Granisetron (BRL 43694) is a highly selective 5-HT3 receptor antagonist which possesses significant antiemetic activity, likely mediated through antagonism of 5-HT3 receptors on abdominal vagal afferents and possibly in or near the chemoreceptor trigger zone. Clinical trials in cancer patients demonstrate that, compared with placebo, granisetron significantly reduces the incidence of nausea and vomiting for 24 hours after administration of high-dose cisplatin. In large comparative trials, 70% of patients who received granisetron prior to cisplatin or other chemotherapy experienced complete inhibition of vomiting with little or no nausea for 24 hours after antineoplastic administration; these results were similar to those obtained with high-dose metoclopramide plus dexamethasone, and superior to a combination of chlorpromazine plus dexamethasone, or prochlorperazine plus dexamethasone, or methylprednisolone monotherapy. The most frequently reported adverse event associated with granisetron administration is headache which occurs in about 10 to 15% of patients while constipation, somnolence, diarrhoea and minor transient changes in blood pressure have been reported less frequently. Extrapyramidal effects, which can occur with high-dose metoclopramide and may be a limiting factor in its use, have not been noted with granisetron administration. Thus, granisetron is an effective, well tolerated and easily administered agent for the prophylaxis of nausea and vomiting induced by cancer chemotherapy which appears to be devoid of extrapyramidal side effects associated with metoclopramide. As a member of a new class of drugs, the selective 5-HT3 receptor antagonists, granisetron provides the medical oncologist with a new, potentially more acceptable antiemetic therapy.

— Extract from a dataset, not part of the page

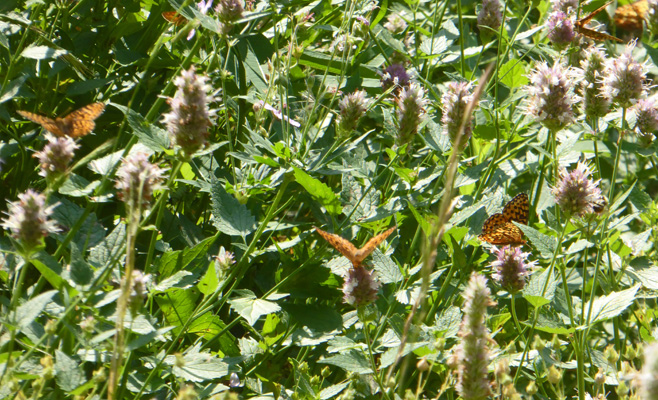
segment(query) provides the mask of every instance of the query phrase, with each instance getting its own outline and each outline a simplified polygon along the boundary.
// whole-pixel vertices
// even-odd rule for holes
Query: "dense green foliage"
[[[573,117],[538,117],[539,63],[570,68],[565,95],[584,98],[576,72],[594,43],[551,43],[547,1],[503,1],[496,29],[478,26],[480,3],[248,1],[231,16],[178,0],[2,1],[3,211],[28,189],[56,207],[35,245],[4,217],[0,399],[478,398],[456,389],[474,272],[493,300],[479,344],[496,383],[479,398],[639,393],[630,379],[658,337],[658,147],[637,100],[586,117],[572,97]],[[597,45],[658,71],[649,30],[635,47]],[[207,145],[182,151],[168,134],[182,120],[163,118],[191,67],[215,113]],[[447,104],[449,82],[472,83],[472,121]],[[363,116],[341,105],[357,90]],[[30,115],[96,102],[93,133],[71,128],[70,168],[44,179]],[[137,152],[164,169],[143,204],[115,183]],[[602,193],[583,213],[556,204],[579,161]],[[519,193],[528,220],[505,232],[523,233],[535,265],[514,290],[478,235]],[[364,262],[377,299],[355,307],[345,281],[367,278],[313,227],[358,248],[394,225]]]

Selective and functional 5-hydroxytryptamine3 receptor antagonism by BRL 43694 (granisetron).[Pubmed:2540014]
Eur J Pharmacol. 1989 Jan 10;159(2):113-24.

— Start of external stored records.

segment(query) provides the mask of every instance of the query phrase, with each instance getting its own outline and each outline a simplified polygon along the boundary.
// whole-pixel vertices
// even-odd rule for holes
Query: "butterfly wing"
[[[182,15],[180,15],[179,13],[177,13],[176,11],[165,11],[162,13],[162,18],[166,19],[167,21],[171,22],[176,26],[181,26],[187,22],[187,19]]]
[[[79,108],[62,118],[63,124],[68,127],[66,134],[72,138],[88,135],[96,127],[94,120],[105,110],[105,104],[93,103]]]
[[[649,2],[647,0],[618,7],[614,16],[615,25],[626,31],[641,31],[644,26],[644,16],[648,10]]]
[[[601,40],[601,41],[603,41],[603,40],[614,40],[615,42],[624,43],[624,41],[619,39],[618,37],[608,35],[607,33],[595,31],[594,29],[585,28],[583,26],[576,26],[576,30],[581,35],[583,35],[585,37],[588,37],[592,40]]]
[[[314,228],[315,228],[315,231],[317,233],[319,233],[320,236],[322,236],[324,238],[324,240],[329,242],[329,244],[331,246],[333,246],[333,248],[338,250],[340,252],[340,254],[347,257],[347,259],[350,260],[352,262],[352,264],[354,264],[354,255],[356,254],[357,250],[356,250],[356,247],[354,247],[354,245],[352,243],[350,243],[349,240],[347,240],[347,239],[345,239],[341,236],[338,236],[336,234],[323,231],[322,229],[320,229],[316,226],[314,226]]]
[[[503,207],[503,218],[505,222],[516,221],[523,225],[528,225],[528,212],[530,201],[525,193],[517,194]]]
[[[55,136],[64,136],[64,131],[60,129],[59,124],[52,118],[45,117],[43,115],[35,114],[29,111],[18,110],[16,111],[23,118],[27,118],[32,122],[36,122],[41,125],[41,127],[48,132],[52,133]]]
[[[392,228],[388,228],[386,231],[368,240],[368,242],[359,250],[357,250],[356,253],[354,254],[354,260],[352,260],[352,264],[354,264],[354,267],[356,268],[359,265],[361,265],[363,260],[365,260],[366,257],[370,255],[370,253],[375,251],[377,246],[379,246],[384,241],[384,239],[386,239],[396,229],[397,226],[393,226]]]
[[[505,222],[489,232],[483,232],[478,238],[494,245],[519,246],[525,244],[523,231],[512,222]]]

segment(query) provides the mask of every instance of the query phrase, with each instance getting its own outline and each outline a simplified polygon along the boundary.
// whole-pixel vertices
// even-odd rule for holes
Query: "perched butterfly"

The activity of BRL 43694 (granisetron) was investigated using established models of 5-HT3 receptor activity. In guinea-pig isolated ileum, BRL 43694 antagonised the contractions evoked by relatively high concentrations of 5-HT (pA2 = 8.1 +/- 0.2). However, except in high concentrations, BRL 43694 did not affect the contractions of similar preparations of ileum, evoked by electrical field stimulation (cholinergically mediated), the nicotinic agonist dimethylphenyl piperazinium (DMPP) or by cholecystokinin octapeptide. Similarly, BRL 43694 did not affect electrically evoked, cholinergically mediated contractions of rat or human isolated stomach. In other models of 5-HT3 receptor activity (rabbit isolated heart, Bezold-Jarisch reflex in anaesthetised rats), potent antagonism by BRL 43694 was demonstrated. In radioligand binding studies on rat brain membranes, BRL 43694 had little or no affinity for 5-HT1A, 5-HT1B, 5-HT2 or for many other binding sites. BRL 43694 may therefore be a potent and selective 5-HT3 receptor antagonist.